As she fought her way uptown, Kate worried the scratch on the steering wheel, the flap of leather rough between her fingers.

Castle finally gave in and put a hand over hers, stilling her fingers on the wheel. "You knew her." A statement. No inflection in his voice to imply that he was even considering that it was a matter of debate. He knew. But he wanted her confirmation.

"Yeah."

Her one-word answer was not exactly what he wanted from her. So he pushed, letting his hand fall off of hers as she turned a corner for a side street, hoping it was less crowded. "How?"

She blew through the possibilities that presented themselves in her mind. She could ignore him, wait until she had the entire team with her to explain, knowing that Ryan and Esposito would understand and have her back. Not that Castle didn't have her back. Or she could just tell him. Keeping secrets no longer appealed to her, not after last time, so she sighed. "Some cases. Before you. Wheeler was on the gang task force in the neighboring precinct. We worked together a few times, running busts.
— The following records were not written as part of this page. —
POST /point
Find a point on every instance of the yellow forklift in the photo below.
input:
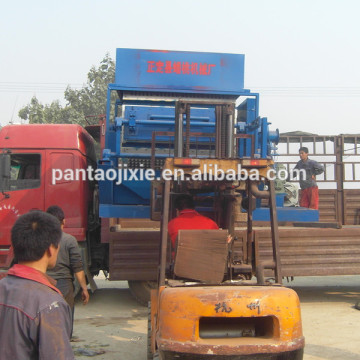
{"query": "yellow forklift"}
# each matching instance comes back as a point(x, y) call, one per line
point(213, 302)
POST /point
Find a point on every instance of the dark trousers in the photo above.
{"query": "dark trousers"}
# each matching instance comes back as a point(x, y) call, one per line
point(66, 287)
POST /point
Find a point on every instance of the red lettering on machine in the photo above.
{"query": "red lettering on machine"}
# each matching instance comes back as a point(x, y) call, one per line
point(178, 67)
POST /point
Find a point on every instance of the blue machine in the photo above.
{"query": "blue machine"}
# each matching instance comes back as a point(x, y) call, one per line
point(154, 93)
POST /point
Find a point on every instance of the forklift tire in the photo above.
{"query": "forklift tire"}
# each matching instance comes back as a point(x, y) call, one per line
point(140, 290)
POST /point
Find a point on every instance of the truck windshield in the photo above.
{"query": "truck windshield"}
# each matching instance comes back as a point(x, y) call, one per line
point(25, 172)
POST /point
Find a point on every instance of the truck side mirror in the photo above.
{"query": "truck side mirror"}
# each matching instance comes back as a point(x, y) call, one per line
point(5, 168)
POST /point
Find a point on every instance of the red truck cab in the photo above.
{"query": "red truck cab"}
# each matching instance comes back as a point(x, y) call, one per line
point(38, 164)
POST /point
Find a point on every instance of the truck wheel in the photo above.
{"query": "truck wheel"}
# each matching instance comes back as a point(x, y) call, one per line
point(141, 290)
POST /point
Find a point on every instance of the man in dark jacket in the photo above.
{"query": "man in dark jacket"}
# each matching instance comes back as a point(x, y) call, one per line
point(34, 317)
point(308, 169)
point(69, 264)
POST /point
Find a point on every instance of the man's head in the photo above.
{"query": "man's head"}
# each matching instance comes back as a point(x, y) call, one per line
point(304, 153)
point(57, 211)
point(183, 202)
point(33, 234)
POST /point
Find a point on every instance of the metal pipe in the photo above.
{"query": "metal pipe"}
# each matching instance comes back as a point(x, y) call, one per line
point(164, 232)
point(230, 136)
point(178, 140)
point(160, 122)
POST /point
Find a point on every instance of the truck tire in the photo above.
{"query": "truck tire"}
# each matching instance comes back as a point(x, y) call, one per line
point(141, 290)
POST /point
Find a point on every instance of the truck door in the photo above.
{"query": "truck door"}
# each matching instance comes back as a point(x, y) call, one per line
point(25, 192)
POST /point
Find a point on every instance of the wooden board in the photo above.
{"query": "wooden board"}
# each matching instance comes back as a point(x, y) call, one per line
point(201, 255)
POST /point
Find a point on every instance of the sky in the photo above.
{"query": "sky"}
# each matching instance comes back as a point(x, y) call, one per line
point(302, 56)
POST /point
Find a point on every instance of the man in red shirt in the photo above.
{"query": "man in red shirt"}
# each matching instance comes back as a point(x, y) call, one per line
point(187, 218)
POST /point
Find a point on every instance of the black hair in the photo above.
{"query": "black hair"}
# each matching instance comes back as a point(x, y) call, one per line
point(56, 211)
point(183, 202)
point(304, 149)
point(33, 233)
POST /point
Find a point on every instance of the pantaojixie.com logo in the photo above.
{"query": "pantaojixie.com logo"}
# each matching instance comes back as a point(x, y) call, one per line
point(208, 173)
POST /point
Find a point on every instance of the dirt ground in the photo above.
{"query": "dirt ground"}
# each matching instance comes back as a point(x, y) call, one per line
point(114, 327)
I was in Vice at the time, so we tended to target gangs that used prostitution as a method of gaining intel."

"She was a good cop?"

Kate nodded, smiling a little. "Yeah. She was." She took advantage of a yellow light, jerking the wheel so that she made the corner before the light changed over, narrowly avoiding a man too busy on his phone to pay attention to where he was walking. "I told you it was going to be different this time. This is part of it." She glanced over at him, testing his facial expression for hesitation. She found none, of course; Castle didn't hesitate when it came to her. "It's hard enough when another cop is murdered. Harder when you know them."

"You'll find them. The bastards that did this," he clarified when she blinked, eyes on the road still. "Because we're a solid team."

"You bet we are."

The Twelfth's lobby was deserted save for one. The desk sergeant was sleeping on his desk, a little puddle of drool collecting under his gaping mouth. He was old but sleeping on the job was never an excuse. Kate gave him a sharp kick to his shin, shouted, "Wake up, Peters!"

He sputtered as he raised his head, eyes still droopy with exhaustion but alert as they darted around the entranceway that he was supposed to have been guarding. "Just… Just recharging."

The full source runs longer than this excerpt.